# What types of photography are in Demand?



## vinski (Jun 8, 2009)

Curious to see what photography markets are in demand and which are saturated.


----------



## KmH (Jun 8, 2009)

All photography markets are booming......if you've got the right images and sound business practices.

Portrait and Wedding shooters I know are prospering. Commercial shooters I know are prospering. The only market I know of that is iffy is the Art Print market, but it's always that way, feast or famine.

I also know photographers that don't have a lot of business sense that are struggeling. Nothing new there.

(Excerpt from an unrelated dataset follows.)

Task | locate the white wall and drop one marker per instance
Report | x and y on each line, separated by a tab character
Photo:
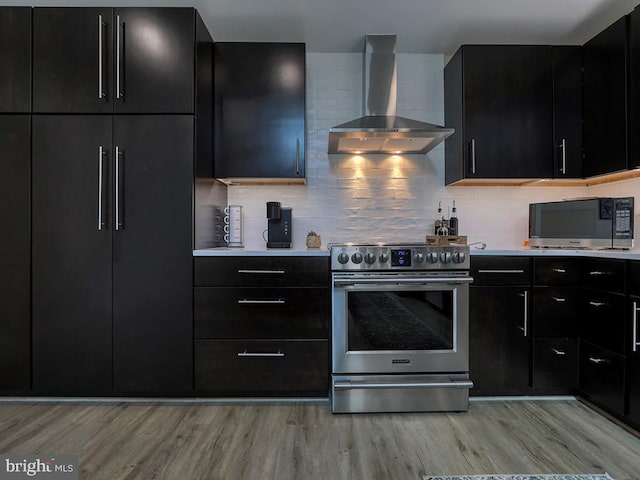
385	198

Being successful as a photographer is more about how you run your business, than how good your images are.


----------



## skieur (Jun 8, 2009)

Public Relations/Advertising is booming too, particularly related to web sites, organizations, and businesses in the roughly 1 to 10 million value range that are looking to expand.

skieur


----------



## henkelphoto (Jun 9, 2009)

Not all photo markets are booming. At least not still--the photojournalism genre is a dying breed, unless you know video.


----------



## skieur (Jun 16, 2009)

henkelphoto said:


> Not all photo markets are booming. At least not still--the photojournalism genre is a dying breed, unless you know video.



The photo market has changed somewhat in that strictly taking pictures is at the low end.  It has now progressed into digital  products mixing text, photos, and other design elements even for weddings.  In the corporate sector, writing, scripting, and design also go along with the photography.  Print materials may have to be designed to go with photo package as well.
I didn't think when I started out, that I would ever be presenting to large audiences using complex mixes of still, animation, and video that I produced.

skieur


----------



## PhotoXopher (Jun 16, 2009)

Porn is always in demand.

At least that's what I've heard...

:er:


----------



## guitarkid (Jun 16, 2009)

From what I have heard, and seen, and am involved with, in this economy, most areas are not doing well. I know a lot of people shooting for their own studios or other studios and it's very rough out there. This goes for photo, video, DJ, everyone... I'm talking about weddings. And mostly, it's saturated. People go to best buy, buy a camera and BOOM, they have a biz. Not nearly as many people were doing this in the 80's and 90's until digital came along.  What we have is an over-saturated market of photographers in hard times.


----------



## adamwilliamking (Jun 18, 2009)

N0YZE said:


> Porn is always in demand.
> 
> At least that's what I've heard...
> 
> :er:


 

+ 1


----------



## Omitinibu (Jun 18, 2009)

I think it really depends on your area.. but for the most part there is a little bit of everything in demand just gotta know how to apply yourself and advertise right


----------